[Jacobus Anspach]
Anspach (Jacobus), geb. te Zalk 16 Febr. 1830, werd van de Lat. sch. te Deventer bevorderd naar het Athenaeum aldaar, in 1850 als theol. stud. te Leiden ingeschr., waar hij na het uitgeven van een Specimen, in 1853 de h. school als theol. doctorandus verliet; een jaar later werd hij pred. te Ek-en-Wiel, en zet daar nog zijn herderlijken arbeid en zijn werkzaam letterk. leven voort.

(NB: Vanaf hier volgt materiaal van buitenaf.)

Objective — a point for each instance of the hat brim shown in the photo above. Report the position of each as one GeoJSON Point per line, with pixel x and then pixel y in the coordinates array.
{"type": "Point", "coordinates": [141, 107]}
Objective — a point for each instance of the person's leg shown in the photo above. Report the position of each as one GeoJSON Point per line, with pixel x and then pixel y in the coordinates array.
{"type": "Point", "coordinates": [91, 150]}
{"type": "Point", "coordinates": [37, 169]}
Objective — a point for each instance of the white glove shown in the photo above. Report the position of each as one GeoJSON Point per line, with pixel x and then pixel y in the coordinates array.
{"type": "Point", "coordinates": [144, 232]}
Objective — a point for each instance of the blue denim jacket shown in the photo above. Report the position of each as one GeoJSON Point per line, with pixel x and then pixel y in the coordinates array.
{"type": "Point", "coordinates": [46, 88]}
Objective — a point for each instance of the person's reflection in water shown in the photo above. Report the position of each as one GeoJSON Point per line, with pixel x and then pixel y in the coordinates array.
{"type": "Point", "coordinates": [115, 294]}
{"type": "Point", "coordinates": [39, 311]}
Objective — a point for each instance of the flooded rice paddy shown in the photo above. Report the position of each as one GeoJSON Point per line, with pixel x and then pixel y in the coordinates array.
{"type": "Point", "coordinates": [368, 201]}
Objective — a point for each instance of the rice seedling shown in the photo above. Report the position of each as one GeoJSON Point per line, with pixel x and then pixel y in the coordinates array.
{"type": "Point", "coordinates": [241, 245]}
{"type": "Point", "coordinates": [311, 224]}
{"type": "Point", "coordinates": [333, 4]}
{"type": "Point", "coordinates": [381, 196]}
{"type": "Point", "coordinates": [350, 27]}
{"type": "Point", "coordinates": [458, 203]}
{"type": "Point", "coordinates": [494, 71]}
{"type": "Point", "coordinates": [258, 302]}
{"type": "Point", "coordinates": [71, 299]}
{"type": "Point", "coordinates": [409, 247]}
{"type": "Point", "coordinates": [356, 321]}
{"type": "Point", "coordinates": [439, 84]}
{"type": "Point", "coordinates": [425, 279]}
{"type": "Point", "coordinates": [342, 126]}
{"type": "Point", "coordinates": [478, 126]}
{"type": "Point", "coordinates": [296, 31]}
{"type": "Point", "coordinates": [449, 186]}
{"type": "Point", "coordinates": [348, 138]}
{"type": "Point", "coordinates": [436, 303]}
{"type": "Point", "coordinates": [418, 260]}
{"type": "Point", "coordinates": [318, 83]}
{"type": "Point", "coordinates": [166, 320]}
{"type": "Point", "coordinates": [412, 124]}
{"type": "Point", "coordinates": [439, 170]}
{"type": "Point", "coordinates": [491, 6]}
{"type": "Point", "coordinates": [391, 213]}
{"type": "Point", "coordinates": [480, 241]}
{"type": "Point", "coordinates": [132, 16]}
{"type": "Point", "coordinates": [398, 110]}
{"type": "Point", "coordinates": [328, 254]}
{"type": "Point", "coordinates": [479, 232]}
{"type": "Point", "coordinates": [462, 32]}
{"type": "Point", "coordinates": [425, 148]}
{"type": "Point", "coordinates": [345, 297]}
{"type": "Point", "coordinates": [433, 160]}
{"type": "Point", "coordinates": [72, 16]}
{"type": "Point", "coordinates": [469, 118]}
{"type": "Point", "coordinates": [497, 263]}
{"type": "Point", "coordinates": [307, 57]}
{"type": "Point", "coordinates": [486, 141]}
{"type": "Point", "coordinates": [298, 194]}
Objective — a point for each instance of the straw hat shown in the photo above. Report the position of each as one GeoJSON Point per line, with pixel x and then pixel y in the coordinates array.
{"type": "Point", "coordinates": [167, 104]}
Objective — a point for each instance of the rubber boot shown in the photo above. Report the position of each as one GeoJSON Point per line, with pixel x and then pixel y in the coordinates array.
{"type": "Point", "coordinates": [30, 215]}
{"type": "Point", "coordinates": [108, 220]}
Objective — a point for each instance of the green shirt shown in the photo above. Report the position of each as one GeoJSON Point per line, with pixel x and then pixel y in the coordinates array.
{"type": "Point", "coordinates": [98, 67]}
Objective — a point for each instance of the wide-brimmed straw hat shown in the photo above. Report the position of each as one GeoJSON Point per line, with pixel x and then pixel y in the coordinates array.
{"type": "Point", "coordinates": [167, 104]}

Hij gaf eene vrije bew. van Ernst Meyer, Over het Hooglied, 1855; J.S. Eichler, Geen goed-ingerichte staat kan de R.K. Kerk vrij naar hare wetten laten leven, 1855; met een liefd. doel: Twee stichtel. overd., 1862; Stichting door orgelstichting, 1870; Leerplichtigheid, 1872; Grafwoord, 1875, alle te Tiel; Kerkel. woord, op 19/20 Febr. 1887, te Nijmegen. In een achttal maanden dagbl. tal van bijdr.; zoo in De Tielsche alm. 1876, '77; de Nom. Geogr. Neerl. van het Aardr. Gen.; De Herald. Bibl. 1879-'82 vele en uitvoerige art.; evenzeer in de Geld. Volksalm., - zie het Algem. Reg. op dat jaarboekje. Hij is sedert 1874 medewerker en sedert Juli '80 redacteur van De Navorscher.